Kay argues that he feels like he is essentially middle class. By his own admission, he has more money than 99 percent of the people around him. Yet, as he tells us, he and many of his friends find themselves living month to month, often even in heavy debt. He also complains how difficult it is to compete with your friends by having the right kind of furniture, car, etc. That’s a very middle class problem, isn’t it?
Let’s make this simple. What does it tell you when somebody who has four times as much income as you ends up just as broke at the end of the month? Give up? It means they’re spending four times as much.
I don’t actually begrudge any of the people profiled in that article for making as much money as they make. It’s more than a little disappointing that six of the seven earmark no money at all for charity. It bespeaks a certain “me” attitude to spend $800 a month on wine and not a red cent for a worthy cause. (It’s almost as self-indulgent as writing an article about it and expecting, apparently, sympathy.) Still, it’s not the income itself that is the problem. It’s the woe-is-me attitude.
Kay is pulling a fast one: he’s focusing on the surface similarity of this “hand-to-mouth” financial behavior, while glossing over the fact that almost all this spending is for luxury items. And that makes for a very big practical difference between Kay and his ilk and the rest of us.
A person who buys a new Mercedes every three years, or lives in a million (or multi-million) dollar home, or† any of a laundry list of other indulgences, has options. If money’s tight, they can live in a smaller house, a less exclusive neighborhood, send their kids to public schools, drive a less expensive car — any of these small sacrifices would immediately take them out of the red.
What options are available to a person whose monthly expenses instead go to food, affordable shelter and non-designer clothing? Eat less? Go naked? “Mo’ money, mo’ problems” sounds disingenuous coming from someone in this income bracket. Spending your money as fast as you make it does not qualify you as middle class. It qualifies you as either bad at math or incapable of delayed gratification. That may be true of many middle class individuals as well, but it’s not a defining characteristic of the group.

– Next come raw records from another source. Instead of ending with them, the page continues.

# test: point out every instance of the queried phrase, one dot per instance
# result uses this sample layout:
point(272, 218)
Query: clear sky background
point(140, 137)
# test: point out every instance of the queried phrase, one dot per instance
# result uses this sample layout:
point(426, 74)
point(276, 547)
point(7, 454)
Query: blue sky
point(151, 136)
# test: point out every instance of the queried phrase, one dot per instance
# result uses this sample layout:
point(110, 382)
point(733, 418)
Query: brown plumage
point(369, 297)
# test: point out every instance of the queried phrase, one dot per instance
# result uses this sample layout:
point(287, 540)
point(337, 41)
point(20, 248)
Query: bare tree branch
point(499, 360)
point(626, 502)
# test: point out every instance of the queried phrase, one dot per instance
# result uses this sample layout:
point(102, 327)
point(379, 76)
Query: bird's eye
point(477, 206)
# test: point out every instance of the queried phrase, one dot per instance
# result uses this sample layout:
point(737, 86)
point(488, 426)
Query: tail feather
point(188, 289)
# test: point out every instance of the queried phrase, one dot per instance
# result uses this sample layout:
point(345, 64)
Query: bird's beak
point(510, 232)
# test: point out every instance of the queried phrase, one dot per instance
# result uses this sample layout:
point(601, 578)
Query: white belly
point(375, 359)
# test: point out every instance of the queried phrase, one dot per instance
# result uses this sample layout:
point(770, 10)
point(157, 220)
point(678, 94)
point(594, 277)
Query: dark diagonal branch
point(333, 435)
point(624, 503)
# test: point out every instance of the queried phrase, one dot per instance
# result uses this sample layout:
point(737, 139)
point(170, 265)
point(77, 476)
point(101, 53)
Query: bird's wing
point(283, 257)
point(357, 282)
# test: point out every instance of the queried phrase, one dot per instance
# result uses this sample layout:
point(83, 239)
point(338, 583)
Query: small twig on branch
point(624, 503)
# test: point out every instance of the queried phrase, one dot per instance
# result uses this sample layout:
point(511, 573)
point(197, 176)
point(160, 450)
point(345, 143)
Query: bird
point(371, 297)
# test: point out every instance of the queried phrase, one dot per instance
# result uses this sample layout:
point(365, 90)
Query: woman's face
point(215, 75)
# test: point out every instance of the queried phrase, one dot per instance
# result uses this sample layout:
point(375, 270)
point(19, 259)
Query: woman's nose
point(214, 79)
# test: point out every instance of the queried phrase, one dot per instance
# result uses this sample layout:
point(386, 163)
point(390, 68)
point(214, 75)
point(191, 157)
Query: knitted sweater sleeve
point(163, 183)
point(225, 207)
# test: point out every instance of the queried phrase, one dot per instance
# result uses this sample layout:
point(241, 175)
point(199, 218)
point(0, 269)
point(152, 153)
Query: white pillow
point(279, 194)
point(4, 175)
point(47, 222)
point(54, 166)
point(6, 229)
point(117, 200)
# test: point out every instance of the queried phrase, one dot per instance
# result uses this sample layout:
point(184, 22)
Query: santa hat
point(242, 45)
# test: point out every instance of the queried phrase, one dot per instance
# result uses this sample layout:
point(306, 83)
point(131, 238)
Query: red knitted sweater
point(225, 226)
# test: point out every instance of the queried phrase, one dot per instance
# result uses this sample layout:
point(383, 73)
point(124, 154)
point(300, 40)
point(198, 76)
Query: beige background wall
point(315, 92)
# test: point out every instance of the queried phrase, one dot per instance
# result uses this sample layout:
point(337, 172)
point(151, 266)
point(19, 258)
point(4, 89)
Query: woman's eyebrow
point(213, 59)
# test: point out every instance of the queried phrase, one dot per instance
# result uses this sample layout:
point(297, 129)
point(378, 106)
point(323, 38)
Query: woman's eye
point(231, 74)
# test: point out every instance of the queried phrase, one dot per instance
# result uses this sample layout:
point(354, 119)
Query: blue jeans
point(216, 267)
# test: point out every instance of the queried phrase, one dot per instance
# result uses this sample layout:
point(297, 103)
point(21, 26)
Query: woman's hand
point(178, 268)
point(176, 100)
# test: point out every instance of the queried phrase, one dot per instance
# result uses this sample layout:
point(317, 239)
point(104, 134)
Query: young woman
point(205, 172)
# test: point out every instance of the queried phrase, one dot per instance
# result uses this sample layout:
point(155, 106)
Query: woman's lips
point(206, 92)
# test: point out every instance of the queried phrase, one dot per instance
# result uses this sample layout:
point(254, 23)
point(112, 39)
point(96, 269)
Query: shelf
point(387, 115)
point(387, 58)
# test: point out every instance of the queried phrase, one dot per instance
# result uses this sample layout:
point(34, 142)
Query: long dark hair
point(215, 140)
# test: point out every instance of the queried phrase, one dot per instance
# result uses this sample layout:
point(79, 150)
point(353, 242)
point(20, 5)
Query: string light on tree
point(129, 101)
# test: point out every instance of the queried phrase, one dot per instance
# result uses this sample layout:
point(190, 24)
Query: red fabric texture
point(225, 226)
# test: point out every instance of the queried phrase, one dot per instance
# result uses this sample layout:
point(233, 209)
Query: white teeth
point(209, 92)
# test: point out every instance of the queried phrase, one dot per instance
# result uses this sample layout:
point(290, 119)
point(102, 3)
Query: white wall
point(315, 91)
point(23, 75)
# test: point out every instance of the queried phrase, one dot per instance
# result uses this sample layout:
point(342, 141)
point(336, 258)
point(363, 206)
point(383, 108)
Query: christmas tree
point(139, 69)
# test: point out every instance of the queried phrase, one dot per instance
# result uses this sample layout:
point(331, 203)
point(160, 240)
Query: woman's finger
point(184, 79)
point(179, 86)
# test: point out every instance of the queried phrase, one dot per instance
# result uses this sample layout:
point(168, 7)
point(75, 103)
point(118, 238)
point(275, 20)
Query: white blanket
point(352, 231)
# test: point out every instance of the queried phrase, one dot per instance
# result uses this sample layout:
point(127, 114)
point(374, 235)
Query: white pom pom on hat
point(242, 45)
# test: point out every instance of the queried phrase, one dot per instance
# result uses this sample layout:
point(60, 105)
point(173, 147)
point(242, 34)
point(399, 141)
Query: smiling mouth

I do want to note that I don’t consider Kay and others in his income bracket as the enemy. They’re not the Wall Street tycoons that have screwed over the rest of us. Half of the people profiled haven’t even contributed to their RRSPs. It’s worth pointing out that, despite its effectiveness as a slogan, the one percent isn’t a homogeneous group, and certainly not all of them are financial movers and shakers, pulling all the strings behind the scenes.
The people in this article make more money than most of us, but, again, I don’t hold that against them. I wouldn’t mind being in that income bracket myself, but I also understand that I really don’t have anything to complain about. Kay, who makes more than four times what I do, might do well to recognize he doesn’t either.